We did some sightseeing in Baku, not too much since it was vacation and we were not in a hurry to do anything and also because it was so hot that it took much effort to walk from one place to another. We had to take rests between sights with local Xirdalan beer. Actually, it was much too hot to drink beer all the time so we also drank lots of tea just like the locals. The temperatures were well above 40 degrees Celsius during the day and they dropped to just below 40 at night. We survived only because they have air conditioning everywhere and that included our hotel room so at least we could sleep normally.
The newer parts of the city look just like any modern European city, everything is clean and well kept, there are flowers and grass that is watered every morning.
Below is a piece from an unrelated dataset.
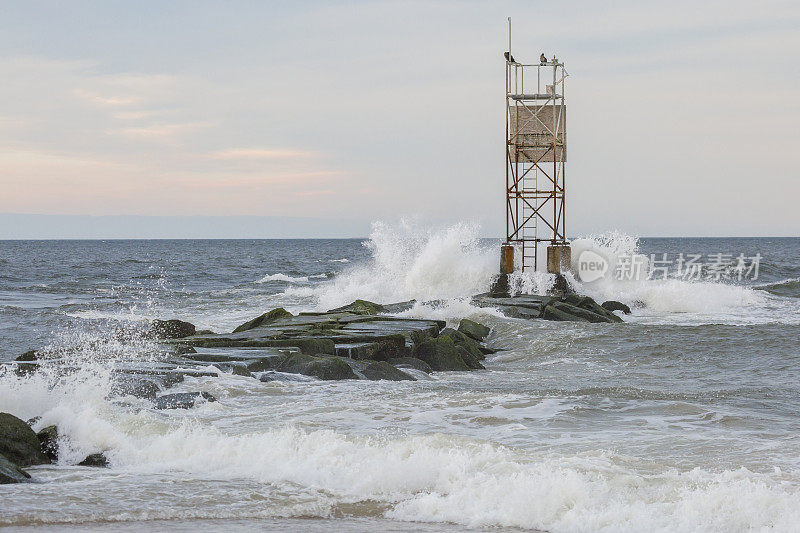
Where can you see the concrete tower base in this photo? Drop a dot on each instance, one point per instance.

There are also many restaurants with menus in English and that solved our how-to-order-food-when-we-don’t-know-the-language problem.
We went to a carpet museum and we looked over the palace in the Old city. Near the palace we noticed a sign for the Slovenian consulate and that was a surprise since we had no idea that Slovenia had a consulate in Azerbaijan. Actually when we checked into our hotel the previous day they told us that there is a consulate nearby but we just politely acknowledged the information thinking to ourselves that they probably have us mixed up with Slovakia. It also explains how the nearby miniature book museum where we wandered totally by accident has a miniature book by the most famous Slovenian poet France Prešeren. The lady at the museum told us (in Russian which we were by then beginning to understand slightly better) that it was donated by someone from the consulate.
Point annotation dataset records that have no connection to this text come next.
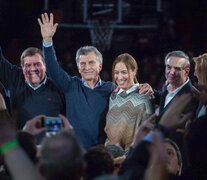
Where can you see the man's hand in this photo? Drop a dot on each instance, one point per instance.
(172, 117)
(144, 129)
(47, 26)
(33, 126)
(146, 89)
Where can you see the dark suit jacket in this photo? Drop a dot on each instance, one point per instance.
(191, 107)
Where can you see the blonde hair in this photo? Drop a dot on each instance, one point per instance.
(129, 62)
(201, 68)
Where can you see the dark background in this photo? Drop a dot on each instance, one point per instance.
(181, 24)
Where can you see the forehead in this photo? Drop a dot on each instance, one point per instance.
(120, 66)
(91, 56)
(175, 61)
(33, 59)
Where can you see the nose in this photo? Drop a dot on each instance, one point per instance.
(87, 66)
(172, 70)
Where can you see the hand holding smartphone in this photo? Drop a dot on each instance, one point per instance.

The next day we planned a day trip to
Qobustan. Easier said than done. According to our Lonely Planet guide we needed to go to the bus station and catch some bus to Qobustan and hire a taxi from there. So the first question was where is the bus station in Baku, how do we get there and last but not least, how do you say bus station in Russian? After some discussions with the lady in our hotel reception who tried to be helpful we were unfortunately not able to find where the minibus stops that was supposed to take us to the bus station. We then approached a taxi driver who absolutely did not understand that we wanted to go to the bus station but understood perfectly well that we wanted to go to Qobustan and was willing to drive us there for a nice price. We finally gave up on finding the bus station and negotiated a price for the taxi ride.
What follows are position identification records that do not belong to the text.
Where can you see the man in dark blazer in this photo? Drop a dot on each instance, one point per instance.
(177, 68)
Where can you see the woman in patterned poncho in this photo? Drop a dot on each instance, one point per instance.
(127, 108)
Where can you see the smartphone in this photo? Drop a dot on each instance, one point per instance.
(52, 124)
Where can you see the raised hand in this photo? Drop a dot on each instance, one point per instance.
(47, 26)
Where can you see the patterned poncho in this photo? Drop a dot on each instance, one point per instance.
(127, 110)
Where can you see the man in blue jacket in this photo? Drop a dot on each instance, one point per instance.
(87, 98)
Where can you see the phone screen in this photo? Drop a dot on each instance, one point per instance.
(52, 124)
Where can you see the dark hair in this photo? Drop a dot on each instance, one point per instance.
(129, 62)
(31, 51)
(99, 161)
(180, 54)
At the bus stop in Qobustan there are taxis lined up that wait for those tourists who are better at Russian than we are and who actually make it there by bus. But there are rules for those who arrive by taxi as well. Our Baku city taxi was obviously not allowed to make tourist routes around Qobustan as that is in the jurisdiction of local taxis. There was some very heated discussion between our city taxi driver and a local taxi driver and while I really couldn’t care less how they settled their differences, whatever they were, the final decision was that we are continuing our sightseeing in a local taxi, all of us, including our city taxi driver (the photo below shows Marko flanked by both taxi drivers).
We saw mud volcanoes: they look like mounds of dirt where real mud spurts out. Another tourist family was there at the time and their children were having a party sliding down in the warm oozing mud. We also saw a rock with Roman writing that is supposedly the most eastern place that one of the Roman armies ever reached. And there is a place with prehistoric rock art and a small museum.
On our way to Qobustan we drove along the coast from Baku. The driver pointed out fancy hotels and beaches along the way where the wealthy people come to stay. Since I spent most of my childhood summers on the Croatian seacoast I must say that compared to that the Caspian seacoast is ugly, dull, and smelly, offering only views of oil drilling platforms. I sure am glad we didn’t come to Baku for the sea. Another thing we noticed when driving outside of Baku was remains of Soviet industrialization, there were so many factories of which some seemed operating and some were in various states of decay.
While I loved being in Baku because the city really surprised me with its neatness, it was time we made our way further into Azerbaijan and eventually towards Georgia from where we were flying home. So we checked out of our hotel the next morning but we still had to resolve the matter of how to find the bus station.